I feel like I’m torn right down the middle because half of me is worried sick about you and afraid that something bad has happened to you. But the other part of me is fucking pissed because I know with you there’s a possibility that you just took off. And if that’s the case, I don’t know if I would truly be able to forgive that. I know you’re a free spirit and have been saying for years how you wanted to get out of Arcadia Bay and this was never going to be your permanent home, but fuck dude, why wouldn’t you tell me? Even if you didn’t want me to come with you, couldn’t you have just let me know you were leaving? That’s the problem being best friends with someone who’s so fearless and loves adventure-you never know what they’ll do that ends up hurting you. And obviously I want you to be happy, I don’t want you to be miserable and stay in a town you hate and be surrounded by people you can’t stand. But am I that selfish of a person if I say I wish I was enough to make you happy? To make living in Arcadia surrounded by these assholes actually bearable, because we’re together? I don’t mean I’ll be upset if you find happiness with someone else, I just don’t like that I’d be the one getting hurt if that happens. Ugh fuck, that sounds selfish, doesn’t it?

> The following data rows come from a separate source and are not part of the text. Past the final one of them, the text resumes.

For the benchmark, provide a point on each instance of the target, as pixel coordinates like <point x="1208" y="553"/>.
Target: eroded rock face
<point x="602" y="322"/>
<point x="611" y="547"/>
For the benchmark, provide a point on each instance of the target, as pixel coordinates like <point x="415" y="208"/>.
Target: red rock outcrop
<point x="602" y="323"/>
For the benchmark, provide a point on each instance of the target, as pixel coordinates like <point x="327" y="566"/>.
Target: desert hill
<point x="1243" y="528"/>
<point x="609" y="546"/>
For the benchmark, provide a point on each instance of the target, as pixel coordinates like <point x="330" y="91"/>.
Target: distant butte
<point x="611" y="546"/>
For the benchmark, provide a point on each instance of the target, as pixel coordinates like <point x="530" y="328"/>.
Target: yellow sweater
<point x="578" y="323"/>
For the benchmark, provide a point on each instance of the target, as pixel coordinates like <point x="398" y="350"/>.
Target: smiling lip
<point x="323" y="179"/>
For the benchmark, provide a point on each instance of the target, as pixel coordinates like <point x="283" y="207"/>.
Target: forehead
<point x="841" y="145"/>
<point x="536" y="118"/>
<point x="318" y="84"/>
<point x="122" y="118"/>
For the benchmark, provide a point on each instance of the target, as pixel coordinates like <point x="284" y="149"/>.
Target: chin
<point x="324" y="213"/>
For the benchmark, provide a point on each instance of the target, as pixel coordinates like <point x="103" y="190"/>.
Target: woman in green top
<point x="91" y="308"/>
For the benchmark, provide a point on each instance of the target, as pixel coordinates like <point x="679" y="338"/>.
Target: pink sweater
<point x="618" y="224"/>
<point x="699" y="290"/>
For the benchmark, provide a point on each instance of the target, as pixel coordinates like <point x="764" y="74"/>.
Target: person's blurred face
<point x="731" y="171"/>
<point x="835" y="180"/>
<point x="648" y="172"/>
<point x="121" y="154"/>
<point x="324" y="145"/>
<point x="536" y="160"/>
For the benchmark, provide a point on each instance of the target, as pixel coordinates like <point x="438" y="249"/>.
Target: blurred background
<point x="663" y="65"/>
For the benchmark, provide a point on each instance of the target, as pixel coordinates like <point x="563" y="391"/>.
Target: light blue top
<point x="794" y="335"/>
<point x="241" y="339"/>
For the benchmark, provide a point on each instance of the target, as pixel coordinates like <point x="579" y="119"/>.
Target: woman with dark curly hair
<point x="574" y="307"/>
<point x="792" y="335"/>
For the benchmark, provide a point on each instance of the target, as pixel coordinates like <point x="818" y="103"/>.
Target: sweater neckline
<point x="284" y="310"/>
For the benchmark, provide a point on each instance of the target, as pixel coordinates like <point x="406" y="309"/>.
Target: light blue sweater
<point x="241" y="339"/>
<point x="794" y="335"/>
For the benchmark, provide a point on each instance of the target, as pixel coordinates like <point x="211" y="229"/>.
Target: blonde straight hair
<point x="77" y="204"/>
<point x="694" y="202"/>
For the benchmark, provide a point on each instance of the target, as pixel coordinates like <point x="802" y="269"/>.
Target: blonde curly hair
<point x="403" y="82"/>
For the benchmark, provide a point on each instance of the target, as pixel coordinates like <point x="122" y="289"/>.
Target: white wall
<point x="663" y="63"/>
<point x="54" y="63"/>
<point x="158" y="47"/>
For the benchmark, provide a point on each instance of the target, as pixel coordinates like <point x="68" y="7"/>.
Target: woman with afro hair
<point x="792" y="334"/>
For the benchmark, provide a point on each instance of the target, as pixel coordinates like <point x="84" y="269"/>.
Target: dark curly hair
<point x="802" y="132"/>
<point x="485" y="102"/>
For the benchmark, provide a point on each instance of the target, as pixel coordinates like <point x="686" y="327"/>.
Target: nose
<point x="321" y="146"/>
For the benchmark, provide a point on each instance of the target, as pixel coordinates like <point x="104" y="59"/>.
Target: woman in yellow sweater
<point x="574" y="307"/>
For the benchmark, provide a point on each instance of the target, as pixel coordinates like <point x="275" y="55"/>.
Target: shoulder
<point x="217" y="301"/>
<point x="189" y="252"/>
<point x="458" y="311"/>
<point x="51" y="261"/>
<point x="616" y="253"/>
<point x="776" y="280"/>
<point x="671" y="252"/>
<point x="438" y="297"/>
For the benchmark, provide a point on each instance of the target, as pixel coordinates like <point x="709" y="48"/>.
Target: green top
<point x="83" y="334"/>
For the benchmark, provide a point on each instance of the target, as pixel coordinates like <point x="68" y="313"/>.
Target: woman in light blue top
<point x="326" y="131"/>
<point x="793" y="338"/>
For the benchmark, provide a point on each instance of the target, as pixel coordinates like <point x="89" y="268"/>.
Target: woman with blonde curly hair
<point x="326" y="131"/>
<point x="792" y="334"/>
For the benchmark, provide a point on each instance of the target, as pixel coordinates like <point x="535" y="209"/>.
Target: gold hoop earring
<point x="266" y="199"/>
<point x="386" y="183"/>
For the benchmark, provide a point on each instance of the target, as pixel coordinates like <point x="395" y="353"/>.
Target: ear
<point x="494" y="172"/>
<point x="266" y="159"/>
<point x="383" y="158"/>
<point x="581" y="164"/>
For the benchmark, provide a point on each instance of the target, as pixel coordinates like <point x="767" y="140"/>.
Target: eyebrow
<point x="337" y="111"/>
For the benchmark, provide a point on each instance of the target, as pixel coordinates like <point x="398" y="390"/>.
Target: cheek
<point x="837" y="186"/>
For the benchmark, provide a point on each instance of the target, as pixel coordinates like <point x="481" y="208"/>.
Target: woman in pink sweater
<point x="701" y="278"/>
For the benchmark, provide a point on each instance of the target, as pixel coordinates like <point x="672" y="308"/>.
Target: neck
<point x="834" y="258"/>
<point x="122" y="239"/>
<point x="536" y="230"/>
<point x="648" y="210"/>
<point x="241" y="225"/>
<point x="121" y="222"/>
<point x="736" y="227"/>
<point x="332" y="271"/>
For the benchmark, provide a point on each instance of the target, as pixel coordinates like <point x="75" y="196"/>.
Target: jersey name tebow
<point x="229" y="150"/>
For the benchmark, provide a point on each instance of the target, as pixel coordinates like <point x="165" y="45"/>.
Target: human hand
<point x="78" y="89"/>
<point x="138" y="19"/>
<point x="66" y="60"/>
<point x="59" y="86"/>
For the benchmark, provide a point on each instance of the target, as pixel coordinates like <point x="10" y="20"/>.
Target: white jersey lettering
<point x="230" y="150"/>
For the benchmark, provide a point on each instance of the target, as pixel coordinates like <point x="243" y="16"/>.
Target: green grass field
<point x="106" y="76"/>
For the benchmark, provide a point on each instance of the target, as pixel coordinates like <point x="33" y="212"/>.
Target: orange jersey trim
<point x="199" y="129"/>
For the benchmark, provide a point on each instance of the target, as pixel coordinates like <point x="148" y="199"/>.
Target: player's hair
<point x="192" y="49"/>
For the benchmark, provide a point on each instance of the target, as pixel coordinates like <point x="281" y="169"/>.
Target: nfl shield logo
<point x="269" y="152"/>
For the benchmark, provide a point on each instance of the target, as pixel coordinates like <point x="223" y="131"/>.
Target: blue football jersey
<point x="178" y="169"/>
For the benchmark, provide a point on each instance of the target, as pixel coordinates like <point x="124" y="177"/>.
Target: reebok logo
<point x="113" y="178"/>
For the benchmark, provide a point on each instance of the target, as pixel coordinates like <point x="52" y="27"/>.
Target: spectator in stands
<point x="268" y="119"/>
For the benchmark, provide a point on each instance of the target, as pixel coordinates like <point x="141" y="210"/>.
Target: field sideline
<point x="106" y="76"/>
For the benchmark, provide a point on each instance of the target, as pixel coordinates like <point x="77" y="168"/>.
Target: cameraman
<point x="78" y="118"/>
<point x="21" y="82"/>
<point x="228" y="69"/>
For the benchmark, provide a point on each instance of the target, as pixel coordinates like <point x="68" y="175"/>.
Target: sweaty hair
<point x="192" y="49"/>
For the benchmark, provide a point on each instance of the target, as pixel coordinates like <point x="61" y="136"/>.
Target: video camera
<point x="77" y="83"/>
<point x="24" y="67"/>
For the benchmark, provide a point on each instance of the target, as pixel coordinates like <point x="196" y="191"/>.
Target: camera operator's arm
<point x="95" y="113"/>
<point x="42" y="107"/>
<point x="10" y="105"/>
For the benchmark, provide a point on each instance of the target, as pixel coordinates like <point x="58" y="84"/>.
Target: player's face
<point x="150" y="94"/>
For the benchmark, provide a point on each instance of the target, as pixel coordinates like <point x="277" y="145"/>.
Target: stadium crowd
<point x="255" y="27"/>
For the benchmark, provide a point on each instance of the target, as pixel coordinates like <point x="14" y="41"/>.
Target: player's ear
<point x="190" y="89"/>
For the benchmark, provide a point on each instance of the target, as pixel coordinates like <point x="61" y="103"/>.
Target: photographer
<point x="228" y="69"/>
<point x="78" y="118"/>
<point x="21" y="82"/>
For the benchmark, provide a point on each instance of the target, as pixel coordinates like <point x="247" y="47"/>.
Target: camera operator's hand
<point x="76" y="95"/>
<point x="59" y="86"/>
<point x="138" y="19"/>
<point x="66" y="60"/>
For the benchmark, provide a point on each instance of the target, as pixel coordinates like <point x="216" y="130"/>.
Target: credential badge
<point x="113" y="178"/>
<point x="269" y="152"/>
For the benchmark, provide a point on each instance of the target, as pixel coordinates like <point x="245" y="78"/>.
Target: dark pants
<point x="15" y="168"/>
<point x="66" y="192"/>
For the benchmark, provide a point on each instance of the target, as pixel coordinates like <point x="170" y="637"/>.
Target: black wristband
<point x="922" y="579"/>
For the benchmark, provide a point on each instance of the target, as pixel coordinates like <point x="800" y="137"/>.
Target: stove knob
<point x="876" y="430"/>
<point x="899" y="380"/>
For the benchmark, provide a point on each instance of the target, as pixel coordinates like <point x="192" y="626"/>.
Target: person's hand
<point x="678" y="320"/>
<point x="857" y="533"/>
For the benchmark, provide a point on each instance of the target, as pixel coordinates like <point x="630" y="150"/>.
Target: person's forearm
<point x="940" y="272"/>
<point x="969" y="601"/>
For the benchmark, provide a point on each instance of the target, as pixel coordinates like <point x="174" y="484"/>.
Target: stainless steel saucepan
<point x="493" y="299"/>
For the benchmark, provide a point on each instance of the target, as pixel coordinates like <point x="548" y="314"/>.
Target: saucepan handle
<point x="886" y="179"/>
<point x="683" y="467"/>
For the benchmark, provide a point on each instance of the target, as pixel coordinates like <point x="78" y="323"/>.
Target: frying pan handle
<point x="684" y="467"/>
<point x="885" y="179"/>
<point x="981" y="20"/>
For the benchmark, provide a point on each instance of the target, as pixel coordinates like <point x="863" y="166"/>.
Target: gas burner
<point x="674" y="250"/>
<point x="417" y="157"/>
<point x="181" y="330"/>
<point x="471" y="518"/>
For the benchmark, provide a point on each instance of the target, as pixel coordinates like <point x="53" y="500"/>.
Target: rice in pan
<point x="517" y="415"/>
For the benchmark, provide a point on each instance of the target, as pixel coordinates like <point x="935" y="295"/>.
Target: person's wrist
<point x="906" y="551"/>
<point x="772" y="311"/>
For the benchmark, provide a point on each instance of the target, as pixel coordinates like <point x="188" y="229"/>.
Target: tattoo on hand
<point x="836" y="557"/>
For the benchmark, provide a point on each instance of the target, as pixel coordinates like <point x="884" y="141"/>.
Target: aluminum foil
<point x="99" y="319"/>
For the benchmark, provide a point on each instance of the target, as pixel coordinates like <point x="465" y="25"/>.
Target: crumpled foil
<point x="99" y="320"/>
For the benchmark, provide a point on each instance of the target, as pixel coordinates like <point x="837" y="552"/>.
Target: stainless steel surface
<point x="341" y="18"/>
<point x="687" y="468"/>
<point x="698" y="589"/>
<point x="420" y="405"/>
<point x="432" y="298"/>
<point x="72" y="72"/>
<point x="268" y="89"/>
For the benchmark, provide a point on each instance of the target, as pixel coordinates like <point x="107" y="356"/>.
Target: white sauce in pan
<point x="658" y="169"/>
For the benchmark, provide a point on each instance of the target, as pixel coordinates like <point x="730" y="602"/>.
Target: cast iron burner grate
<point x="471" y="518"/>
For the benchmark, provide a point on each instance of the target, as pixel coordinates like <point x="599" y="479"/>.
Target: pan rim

Look, you know all my issues, especially the biggie-abandonment. I think what it comes down to is I’m terrified of getting abandoned again. I know it’s a different situation than with my dad because he’s ‘gone’ gone and you’re probably off on some beach living it up with your new friends, but I just don’t want to lose you. And I know if I actually said that to your face you’d reassure me and tell me we’re always gonna be in each others’ lives, and I know that’s better than nothing. But I also know that if I’m not actually with you then it’s gonna be so easy to drift apart. Hell, look at Max and I. I know I shouldn’t compare you and I with my friendship with Max, but how do I really know the outcome won’t be the same? That was someone I would have bet a million bucks on that we would remain close and talk all the time, but I haven’t heard a peep from her. And she’s definitely not social like you, which means I know I’d have to compete with new people in your life and probably a new best friend or some guy you just met that you’ll claim ‘changed your life’. Shit, there I go sounding selfish again…

Before I met you, the two most important people in my life were suddenly out of it. I seriously don’t know what I would have done or where I would have ended up if you didn’t come around. You truly are my guardian angel. You came into my life when I had literally no one, when I needed someone most. And that’s what scares me-needing someone that badly. I don’t like relying on anybody for anything. I don’t like appearing weak or owing anyone any favors. But I do need you, Rachel. I’ve seen what my life would be like without you, and I don’t ever wanna go back to that time. Especially now that I’ve experienced knowing you and being a part of your life. You make me happy to be alive. But that’s the dangerous part. Now that I am without you, what the hell do I do? That’s exactly why I don’t like getting attached to anyone, because now I feel so fucking empty and the pain just isn’t going away. And I feel stupid for hoping that one day you’ll come walking through my front door like you’ve done a million times. But if I don’t have that little bit of hope, things are gonna get way too dark. And I can’t handle that kind of darkness, I don’t want to face it again. Plus if I even take too long considering the other possibility...that you could be...no, I’m not even gonna write the word. I refuse to believe that’s what’s happened. 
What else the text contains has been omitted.